Further study of evolved wild-type strains will also continue to provide valuable insights into biological limitations and engineering efficient chassis organisms. Comparing the fluxes, mutations, and other ‘omics’ of other evolved E. coli strains, such as the aforementioned BL21, will reveal whether all strains ‘converge’ to a single optima or evolve toward distinct high-performance states. This can be extended to other substrates and conditions of industrial interest as well. For example, efforts to engineer E. coli to consume alternative substrates like methanol or CO2 will likely involve evolution, and 13C-MFA is likely to be an important part of the design-build-test cycle [42–46]. Comparison to other organisms with distinct environmental niches and evolutionary histories will also be quite interesting. For example, are the marine strain Vibrio natriegens [47,48] or the thermophile Geobacillus LC300 [49,50] able to further improve upon their exceptional rates of growth, or are they already ‘optimal’ for growth on glucose? Are these microbes less adaptable than E. coli to alternative substrates or harsher culture conditions?
Lastly, creative variations on the ALE experimental process itself may reveal additional nuances.
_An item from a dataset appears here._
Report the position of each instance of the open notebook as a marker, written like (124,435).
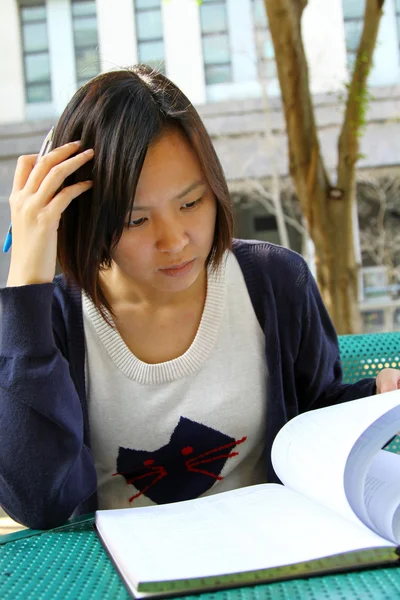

More complicated fitness landscapes can be explored, for example, by alternating the conditions such as substrate [51] or other variables such as temperature [8]. In the case of alternating between glucose and a second substrate (xylose, glycerol, or acetate), different strategies emerged: in some cases a single “generalist” strain emerged, while in others two “specialist” strains persisted [51]. Such experimental designs have rich potential for exploring ecologically relevant scenarios. Another possibility for manipulating the experimental design is to change the order of ALE and genetic perturbation. If a wild-type is evolved first for fast growth on glucose, will the nature of its knockout responses change [52–56]? How does that strain compare to the reverse, original case (knockout then ALE), and what if a second round of ALE was performed subsequently to the knockout? The path and context-dependency of evolution would be explored in these types of studies, with potential to add a significant layer of understanding.
CONCLUSIONS
Measuring, modeling, and understanding evolved metabolic systems is an important and fruitful area of research. The continued application of 13C-MFA and whole genome sequencing to understand the mechanisms of adaptive evolution will generate biological hypotheses, identify engineering targets, and provide fundamental insights into how evolution occurs and how metabolism functions. The ability to explain causal mutations is a useful test of biological knowledge, and offers clear guidance for follow-up investigation to close knowledge gaps. Diverse types of insights are possible depending on the purpose and design of evolution experiments. We propose that further study of fluxes in adaptively evolved strains, particularly following gene knockouts, would be a worthwhile effort for generating understanding of metabolic bottlenecks and potential engineering strategies.
ACKNOWLEDGEMENTS
This work was supported by NSF MCB-1616332 grant.
Footnotes
CONFLICT OF INTEREST
The authors declare no conflict of interest.